On Fri, 22 Jan 2021 at 19:28, Christophe Lyon
<christophe.lyon@linaro.org> wrote:
>
> On Thu, 21 Jan 2021 at 21:35, Daniel Engel <libgcc@danielengel.com> wrote:
> >
> > Hi Christophe,
> >
> > On Thu, Jan 21, 2021, at 2:29 AM, Christophe Lyon wrote:
> > > On Sat, 16 Jan 2021 at 17:13, Daniel Engel <libgcc@danielengel.com> wrote:
> > > >
> > > > Hi Christophe,
> > > >
> > > > On Fri, Jan 15, 2021, at 4:30 AM, Christophe Lyon wrote:
> > > > > On Fri, 15 Jan 2021 at 12:39, Daniel Engel <libgcc@danielengel.com> wrote:
> > > > > >
> > > > > > Hi Christophe,
> > > > > >
> > > > > > On Mon, Jan 11, 2021, at 8:39 AM, Christophe Lyon wrote:
> > > > > > > On Mon, 11 Jan 2021 at 17:18, Daniel Engel <libgcc@danielengel.com> wrote:
> > > > > > > >
> > > > > > > > On Mon, Jan 11, 2021, at 8:07 AM, Christophe Lyon wrote:
> > > > > > > > > On Sat, 9 Jan 2021 at 14:09, Christophe Lyon <christophe.lyon@linaro.org> wrote:
> > > > > > > > > >
> > > > > > > > > > On Sat, 9 Jan 2021 at 13:27, Daniel Engel <libgcc@danielengel.com> wrote:
> > > > > > > > > > >
> > > > > > > > > > > On Thu, Jan 7, 2021, at 4:56 AM, Richard Earnshaw wrote:
> > > > > > > > > > > > On 07/01/2021 00:59, Daniel Engel wrote:
> > > > > > > > > > > > > --snip--
> > > > > > > > > > > > >
> > > > > > > > > > > > > On Wed, Jan 6, 2021, at 9:05 AM, Richard Earnshaw wrote:
> > > > > > > > > > > > > --snip--
> > > > > > > > > > > > >
> > > > > > > > > > > > >> - finally, your popcount implementations have data in the code segment.

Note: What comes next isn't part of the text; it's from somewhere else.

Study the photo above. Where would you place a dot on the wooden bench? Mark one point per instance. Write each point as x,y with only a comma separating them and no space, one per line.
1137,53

> > > > > > > > > > > > >>  That's going to cause problems when we have compilation options such as
> > > > > > > > > > > > >> -mpure-code.
> > > > > > > > > > > > >
> > > > > > > > > > > > > I am just following the precedent of existing lib1funcs (e.g. __clz2si).
> > > > > > > > > > > > > If this matters, you'll need to point in the right direction for the
> > > > > > > > > > > > > fix.  I'm not sure it does matter, since these functions are PIC anyway.
> > > > > > > > > > > >
> > > > > > > > > > > > That might be a bug in the clz implementations - Christophe: Any thoughts?
> > > > > > > > > > >
> > > > > > > > > > > __clzsi2() has test coverage in "gcc.c-torture/execute/builtin-bitops-1.c"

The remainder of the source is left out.